By staying true to the incredible story that inspired “Lion,” which follows Indian-born Saroo Brierley, who is raised in Australia after being separated from his birth family, Davis believes he unlocked his own signature style.

“I am open to change [from film to film],” he says. “It excites me, the opportunity to explore different worlds, genres. But I suppose aesthetics, for me, is arriving in a place, after a long journey in how and what interests you as human being. So whilst you can adapt the aesthetics to certain projects, the truth of what you do points back to your own true self.”

Honesty was also paramount for Theodore Melfi on his third feature, “Hidden Figures.” The inspirational historical drama about three black women who played pivotal roles in the early days of NASA’s space program had an unexpected personal connection for Melfi.

“I believe the pages of the script are your blueprint. How the characters talk, how they act, tells you everything you need to know about tone and look and style,” says Melfi, who shares a writing credit with Allison Schroeder.

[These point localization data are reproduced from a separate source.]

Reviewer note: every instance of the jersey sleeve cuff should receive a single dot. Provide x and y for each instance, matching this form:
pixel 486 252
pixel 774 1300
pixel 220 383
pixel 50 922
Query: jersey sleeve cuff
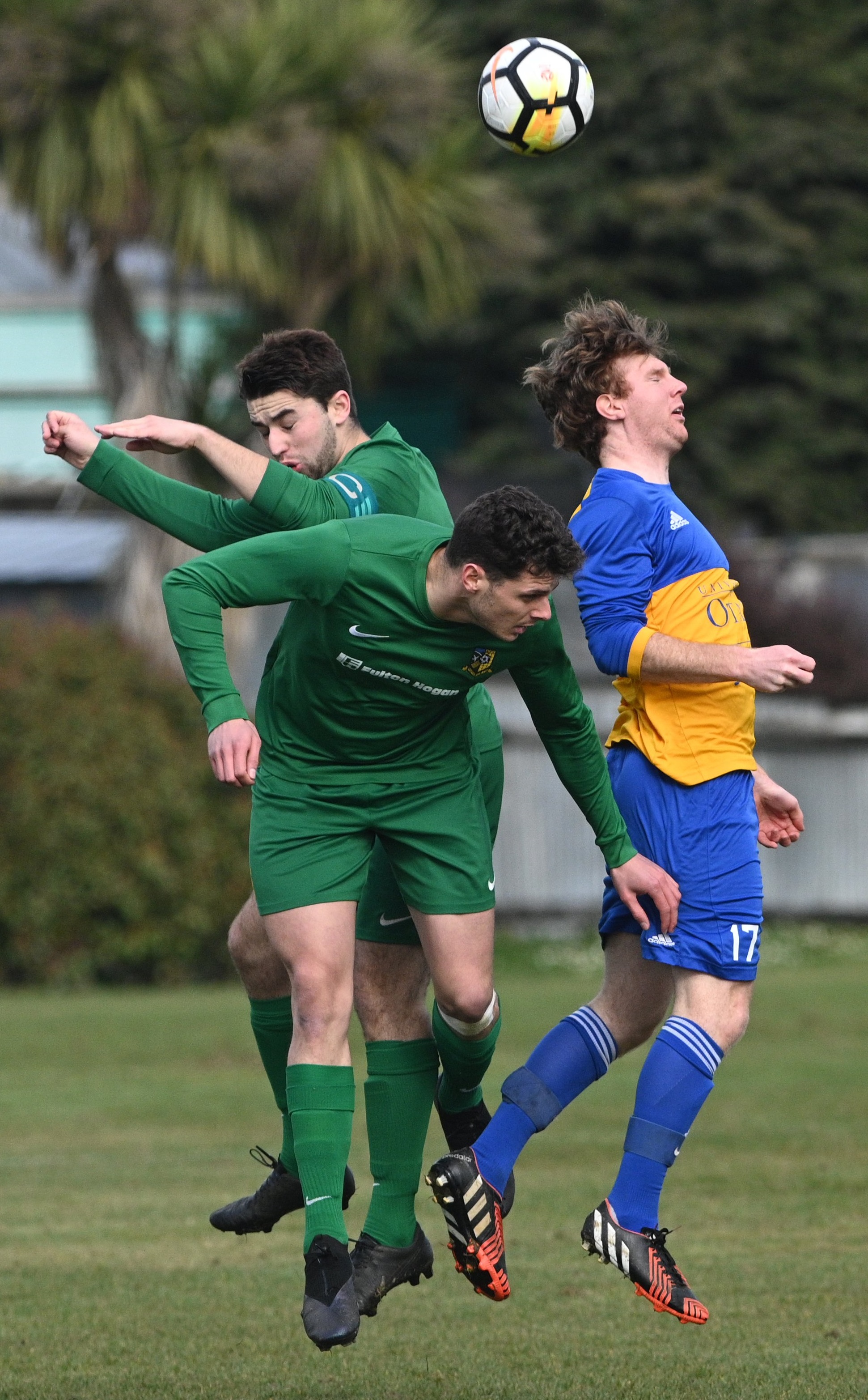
pixel 638 651
pixel 103 461
pixel 227 707
pixel 272 489
pixel 619 851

“I wanted to infuse the family life [into the script] and the balance between home life and work life. How these women lived in the segregated lifestyle in 1961, imagine being a single mom of three in 1961? My mom was a single mom of three, I kind of got it.”

Melfi had an unusually long gap between his directorial debut, the 1999 indie “Winding Roads,” and his second film, 2014’s “St. Vincent.” Like Jenkins, he built up his skills on numerous short films and commercials. When it came time to helm “Figures” for 20th Century Fox, he felt ready.

“For the past 20 years the commercial career has allowed me to shoot any scenario I can imagine,” he says. “I’ve learned to be very, very efficient and very detailed. I’m an insane storyboarder and meticulous preparer of every detail. The emotional reason for every shot goes into my storyboards. [Making a movie] is over so fast and there’s no time to not be prepared.”

Like Melfi, writer-director Kenneth Lonergan had an extended gap between his 2000 debut “You Can Count on Me,” troubled follow-up “Margaret” (shot in 2005 and released in 2011), and current contender “Manchester by the Sea.” He joins Denzel Washington (“Fences”) and Damien Chazelle (“La La Land”) as top contenders for their third films.

Mike Mills, writer-director of “20th Century Women,” also feels he came into his own with time, citing his previous film, 2010’s “Beginners” (which won Christopher Plummer a supporting actor Oscar), as the breakthrough.

“The last two films I really feel happy with what I can do with my filmmaking,” Mills says. “It’s very personal to me and my background coming from art school and not film school, incorporating different media and a more open idea of what’s allowed inside a film.”

But it was after completing his first feature, 2005’s “Thumbsucker,” that, Mills says, he learned a valuable lesson from Oscar-nominated helmer Spike Jonze.

“I asked him, ‘Does it get easier?’ and he said, ‘Oh no, not at all.’ I didn’t expect that to be his answer. He said, ‘Maybe if you made the exact same film again, maybe it would get easier, but probably not. Besides, you’ll make a completely different film with completely new problems and the problems always surprise you.’

“Spike is farther down the road than me, and I was like ‘Holy crap.’ But that’s proved to be true. If you know that, it’s much easier to roll with it.”